Two- and multiway GxG interaction can also contribute to LC susceptibility, rather than just markers with observed (marginal) main effects. GxG interaction is in general less commonly investigated, not only because this requires much larger samples. However, Li et al. [46] found RGL1:RAD51B in overall LC and non-SCLC, SYNE1:RNF43 in adenocarcinoma and FHIT:TSPAN8 in SqCLC to interactively contribute to LC susceptibility. As in the presented data analysis, the impact of these genes would also have been overlooked considering main effects only. Another reason could be that LC itself is just a generic term of several subcategories that differ in terms of LC initiation and require separate PRSs [42, 47]. A third reason of the poor performance may be due to the exclusively concentration on genetic effects, rather than modelling lifelong interaction with the environment as well. E.g. GxE interaction effects for LC have been observed smoking [48], exposure to asbestos fibres [49, 50] and exposure to radon [51, 52].
With this in mind, the data analysis presented shows that the complex interaction of Wnt-related genes has the potential to be part of an adequate risk assessment for never-smokers or in relation to certain histological subtypes of LC.

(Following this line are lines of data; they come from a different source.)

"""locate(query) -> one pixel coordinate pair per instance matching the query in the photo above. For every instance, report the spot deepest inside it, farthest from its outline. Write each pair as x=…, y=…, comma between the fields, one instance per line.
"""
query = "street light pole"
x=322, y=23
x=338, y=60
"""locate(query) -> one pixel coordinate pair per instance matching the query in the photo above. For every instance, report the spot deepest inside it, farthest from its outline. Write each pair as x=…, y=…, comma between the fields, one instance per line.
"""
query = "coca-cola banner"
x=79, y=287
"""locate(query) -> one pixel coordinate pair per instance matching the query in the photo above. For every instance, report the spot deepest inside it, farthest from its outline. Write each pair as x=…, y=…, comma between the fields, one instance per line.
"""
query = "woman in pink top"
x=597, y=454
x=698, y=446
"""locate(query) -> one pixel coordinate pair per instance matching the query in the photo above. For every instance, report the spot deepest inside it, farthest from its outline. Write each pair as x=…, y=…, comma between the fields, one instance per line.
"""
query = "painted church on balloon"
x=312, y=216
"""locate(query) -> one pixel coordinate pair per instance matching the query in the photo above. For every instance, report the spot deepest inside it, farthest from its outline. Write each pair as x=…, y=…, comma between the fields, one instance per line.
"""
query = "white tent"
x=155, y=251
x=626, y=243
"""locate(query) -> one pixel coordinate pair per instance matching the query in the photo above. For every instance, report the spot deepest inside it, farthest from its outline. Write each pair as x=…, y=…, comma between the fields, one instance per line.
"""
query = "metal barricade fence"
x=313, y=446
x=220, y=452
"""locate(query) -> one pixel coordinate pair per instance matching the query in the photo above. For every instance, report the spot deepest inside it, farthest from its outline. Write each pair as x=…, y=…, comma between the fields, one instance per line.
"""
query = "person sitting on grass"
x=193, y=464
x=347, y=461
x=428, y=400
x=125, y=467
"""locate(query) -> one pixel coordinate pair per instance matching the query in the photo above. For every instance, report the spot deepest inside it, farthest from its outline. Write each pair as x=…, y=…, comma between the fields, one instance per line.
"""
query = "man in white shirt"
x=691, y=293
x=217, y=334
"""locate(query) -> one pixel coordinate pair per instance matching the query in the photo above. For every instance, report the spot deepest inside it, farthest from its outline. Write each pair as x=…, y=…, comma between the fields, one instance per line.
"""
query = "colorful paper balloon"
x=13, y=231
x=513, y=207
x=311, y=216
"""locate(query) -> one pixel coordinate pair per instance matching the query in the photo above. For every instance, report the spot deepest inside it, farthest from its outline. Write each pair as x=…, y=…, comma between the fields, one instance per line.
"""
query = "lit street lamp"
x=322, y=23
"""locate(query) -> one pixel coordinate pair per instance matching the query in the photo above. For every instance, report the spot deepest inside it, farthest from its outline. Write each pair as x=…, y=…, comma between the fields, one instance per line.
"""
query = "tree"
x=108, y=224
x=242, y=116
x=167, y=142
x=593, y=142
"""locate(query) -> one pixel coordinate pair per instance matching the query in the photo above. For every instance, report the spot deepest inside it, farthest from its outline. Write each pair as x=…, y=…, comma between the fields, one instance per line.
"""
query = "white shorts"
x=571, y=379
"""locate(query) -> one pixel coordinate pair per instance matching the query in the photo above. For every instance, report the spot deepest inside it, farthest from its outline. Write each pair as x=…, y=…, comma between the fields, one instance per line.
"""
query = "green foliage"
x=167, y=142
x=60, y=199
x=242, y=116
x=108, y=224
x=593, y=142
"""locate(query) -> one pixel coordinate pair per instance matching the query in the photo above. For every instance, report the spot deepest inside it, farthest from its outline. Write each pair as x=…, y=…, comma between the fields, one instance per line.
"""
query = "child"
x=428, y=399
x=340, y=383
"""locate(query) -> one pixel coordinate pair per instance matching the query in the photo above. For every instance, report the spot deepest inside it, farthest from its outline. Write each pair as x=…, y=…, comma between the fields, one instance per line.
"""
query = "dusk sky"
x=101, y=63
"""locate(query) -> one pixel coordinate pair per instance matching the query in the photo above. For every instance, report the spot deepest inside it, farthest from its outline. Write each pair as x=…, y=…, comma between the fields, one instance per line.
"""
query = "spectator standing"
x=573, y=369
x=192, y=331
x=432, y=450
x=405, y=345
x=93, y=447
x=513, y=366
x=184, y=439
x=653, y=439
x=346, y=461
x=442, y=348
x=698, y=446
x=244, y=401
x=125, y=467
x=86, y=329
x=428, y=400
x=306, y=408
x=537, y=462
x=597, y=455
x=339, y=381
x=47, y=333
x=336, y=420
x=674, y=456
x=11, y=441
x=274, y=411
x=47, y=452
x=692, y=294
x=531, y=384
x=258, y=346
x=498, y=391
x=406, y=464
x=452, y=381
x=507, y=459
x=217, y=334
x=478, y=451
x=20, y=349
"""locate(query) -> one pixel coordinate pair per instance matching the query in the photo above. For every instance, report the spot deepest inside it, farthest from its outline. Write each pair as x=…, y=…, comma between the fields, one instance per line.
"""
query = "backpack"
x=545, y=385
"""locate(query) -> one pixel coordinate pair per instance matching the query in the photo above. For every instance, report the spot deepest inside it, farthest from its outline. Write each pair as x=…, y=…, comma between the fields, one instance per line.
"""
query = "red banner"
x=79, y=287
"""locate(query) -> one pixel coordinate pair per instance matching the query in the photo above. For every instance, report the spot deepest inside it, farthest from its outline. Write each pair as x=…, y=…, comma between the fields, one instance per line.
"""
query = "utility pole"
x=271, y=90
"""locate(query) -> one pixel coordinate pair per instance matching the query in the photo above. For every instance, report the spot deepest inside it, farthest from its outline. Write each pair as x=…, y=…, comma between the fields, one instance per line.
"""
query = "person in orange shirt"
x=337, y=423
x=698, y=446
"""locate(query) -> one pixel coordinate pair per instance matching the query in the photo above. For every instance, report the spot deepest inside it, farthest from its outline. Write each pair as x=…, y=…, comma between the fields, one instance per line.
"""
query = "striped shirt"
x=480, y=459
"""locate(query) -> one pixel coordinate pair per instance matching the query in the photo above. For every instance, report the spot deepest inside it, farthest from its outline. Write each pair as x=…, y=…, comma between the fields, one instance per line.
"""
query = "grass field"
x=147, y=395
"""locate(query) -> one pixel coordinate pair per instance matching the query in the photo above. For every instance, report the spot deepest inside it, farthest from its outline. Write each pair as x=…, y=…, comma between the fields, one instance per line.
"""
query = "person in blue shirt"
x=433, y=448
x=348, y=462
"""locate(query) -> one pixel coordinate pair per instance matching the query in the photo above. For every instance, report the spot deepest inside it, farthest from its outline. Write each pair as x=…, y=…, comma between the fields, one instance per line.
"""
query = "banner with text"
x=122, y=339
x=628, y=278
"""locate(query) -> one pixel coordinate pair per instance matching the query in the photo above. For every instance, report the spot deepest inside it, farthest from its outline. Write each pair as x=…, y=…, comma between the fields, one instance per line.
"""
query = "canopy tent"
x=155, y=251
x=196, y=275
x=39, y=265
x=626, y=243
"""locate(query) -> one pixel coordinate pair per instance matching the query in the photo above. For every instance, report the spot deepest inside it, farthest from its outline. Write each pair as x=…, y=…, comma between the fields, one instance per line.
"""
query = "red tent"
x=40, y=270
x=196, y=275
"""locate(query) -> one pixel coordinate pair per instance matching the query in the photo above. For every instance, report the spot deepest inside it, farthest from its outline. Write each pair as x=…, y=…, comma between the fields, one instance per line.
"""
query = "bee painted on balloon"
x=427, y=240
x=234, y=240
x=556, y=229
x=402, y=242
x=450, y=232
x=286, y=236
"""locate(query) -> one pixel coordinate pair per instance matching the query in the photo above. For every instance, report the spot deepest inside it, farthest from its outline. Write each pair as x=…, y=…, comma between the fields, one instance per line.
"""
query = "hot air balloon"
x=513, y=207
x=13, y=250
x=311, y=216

As a second approach, we constructed decision trees, which mainly depict GxG interaction patterns. Although, the ability to discriminate cases from controls is again poor, CHRNA5 was in general the most important first node for overall LC as in many subgroups. Ahr/Wnt-genes are the one that play a complex but important role in at least one quarter of never smokers, as seen before. Remarkable, TERT was central in that branch important for the remaining three quarter of never smoker. This corresponds to a concentration of relevant genes for this subgroup in the CLPTM1L-TERT region on chromosome 5, as previously reported by Hung et al. [53]. Out observations confirm the suspicion, that LC in never smokers is a different entity, justified beforehand on differences in epidemiological, clinical and molecular characteristics [47].
We would like to emphasize that this study was not intended to provide a definitive and reliable risk assessment, but rather aimed to examine in depth the LC-relevant complex interaction pattern of AhR/Wnt-genes hypnotized by Bahl et al.. Indeed, considering prediction instead of association provides weaker evidence for this, but is valid in view of the large amount of external evidence. The importance of the Wnt-signalling pathway and its antagonist’s sFRP, DKKs and Axin2 for cancer is outlined in the introduction. One can also assume a connection with the molecular functionality, since involved genes are expressed ubiquitously or in lung tissues. In summary, we were unable to replicate previously reported associations of Wnt/AhR-markers with LC. However, we observed a small but significant impact of these genomic variants on PRSs or decision trees to predict LC.